Creating a connection between this apparently worthy, child-centered mission and adopted infants like Magnolia creates a false narrative. The truth is that there are approximately 30 waiting families for every infant voluntarily placed for adoption. It is unlikely that anyone needs to be convinced to adopt these babies. Also, these children already have a family — the family they were born to — who don’t have the resources to be able to parent their child in the way they would like.

It is true that there are approximately 100,000 youth in need of permanency in the US foster care system — but they are almost entirely older children who have experienced trauma, and there are fewer families interested in adopting them. In other words, domestic infant adoption doesn’t need a Spokesbaby — but families in poverty and foster youth without permanency do.

Obviously, it is not actually possible for Magnolia to have made extraordinary efforts to advocate for children in need of a family. It is the choices of adults (her adoptive parents, Gerber, CCAI) to cast her in this role. This highlights how the narrative is already being written and spoken for her, by individuals and organizations that want to promote infant adoption as an unqualified good. And it is deeply concerning that Magnolia, who has no voice and choice in the matter, has twice been made the literal poster child for adoption, before she can even speak in complete sentences, much less articulate her thoughts on what it means to her to be adopted.

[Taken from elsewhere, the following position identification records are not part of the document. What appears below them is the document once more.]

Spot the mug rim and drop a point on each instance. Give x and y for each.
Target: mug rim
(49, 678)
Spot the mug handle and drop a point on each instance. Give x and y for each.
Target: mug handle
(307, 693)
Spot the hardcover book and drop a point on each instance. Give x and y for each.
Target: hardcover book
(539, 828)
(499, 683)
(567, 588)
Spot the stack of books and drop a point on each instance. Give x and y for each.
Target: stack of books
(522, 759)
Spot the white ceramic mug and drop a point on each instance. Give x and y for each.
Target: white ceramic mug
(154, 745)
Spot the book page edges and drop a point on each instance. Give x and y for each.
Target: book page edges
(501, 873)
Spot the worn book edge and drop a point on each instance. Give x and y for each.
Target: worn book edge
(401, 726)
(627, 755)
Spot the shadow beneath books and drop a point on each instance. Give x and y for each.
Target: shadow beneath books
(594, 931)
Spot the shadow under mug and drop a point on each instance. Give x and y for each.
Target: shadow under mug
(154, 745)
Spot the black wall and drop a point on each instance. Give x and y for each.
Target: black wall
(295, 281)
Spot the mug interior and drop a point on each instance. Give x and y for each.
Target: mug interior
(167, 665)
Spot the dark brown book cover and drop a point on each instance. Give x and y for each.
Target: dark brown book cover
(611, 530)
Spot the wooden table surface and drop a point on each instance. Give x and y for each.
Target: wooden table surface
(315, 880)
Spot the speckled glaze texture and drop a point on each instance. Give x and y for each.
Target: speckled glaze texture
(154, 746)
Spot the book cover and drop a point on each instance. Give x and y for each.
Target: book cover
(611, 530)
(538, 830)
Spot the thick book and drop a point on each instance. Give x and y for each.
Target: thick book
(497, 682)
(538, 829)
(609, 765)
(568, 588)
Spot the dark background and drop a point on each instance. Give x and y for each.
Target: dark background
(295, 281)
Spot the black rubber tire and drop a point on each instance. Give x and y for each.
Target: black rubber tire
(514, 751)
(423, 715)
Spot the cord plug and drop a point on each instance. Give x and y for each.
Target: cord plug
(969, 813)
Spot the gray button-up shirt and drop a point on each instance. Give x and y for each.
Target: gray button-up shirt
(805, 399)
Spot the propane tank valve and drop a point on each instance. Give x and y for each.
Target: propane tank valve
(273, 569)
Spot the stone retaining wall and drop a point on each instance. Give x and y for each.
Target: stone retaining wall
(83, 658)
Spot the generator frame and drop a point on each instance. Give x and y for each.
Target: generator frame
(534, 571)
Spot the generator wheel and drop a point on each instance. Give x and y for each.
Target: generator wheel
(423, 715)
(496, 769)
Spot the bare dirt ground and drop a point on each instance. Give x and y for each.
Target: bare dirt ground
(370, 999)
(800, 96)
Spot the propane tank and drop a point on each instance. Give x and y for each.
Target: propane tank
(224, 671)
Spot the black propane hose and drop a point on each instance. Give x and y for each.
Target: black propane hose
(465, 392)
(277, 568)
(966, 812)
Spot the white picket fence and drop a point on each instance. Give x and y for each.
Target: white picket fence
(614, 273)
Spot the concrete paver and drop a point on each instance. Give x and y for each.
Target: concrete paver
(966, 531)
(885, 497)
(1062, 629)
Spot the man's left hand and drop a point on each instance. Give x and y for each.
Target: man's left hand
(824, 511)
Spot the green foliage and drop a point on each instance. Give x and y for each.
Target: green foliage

Thanks to a Medium article from which the thoughts above were taken (because I do AGREE with every word I’ve shared as though it came from my very heart), I learned about PACT – An Adoption Alliance focused on children of color who end up adopted.

Here is their overview statement –

Pact is a non-profit organization whose mission is to serve adopted children of color. In every case, the child is always our primary client. In order to best serve children’s needs, we provide not only adoptive placement but lifelong education, support, and community for adoptees and their families on issues of adoption and race. Our goal is for every child to feel wanted honored and loved, a cherished member of a strong family with proud connections to the rich cultural heritage that is his or her birthright. We advocate for honesty and authenticity in matters of race and adoption. We strongly believe that adopted children’s and adults’ connections to birth family and birth heritage should be respected and maintained. We also strive to identify and counteract “adoptism,” an unfortunately common social prejudice that challenges the legitimacy of the choice to place a child for adoption or to build a family by adoption. Finally, as an organization committed to children of color, we feel it is essential to educate ourselves and others about the pervasive power of race and racism as they affect our children, our families, ourselves and our society.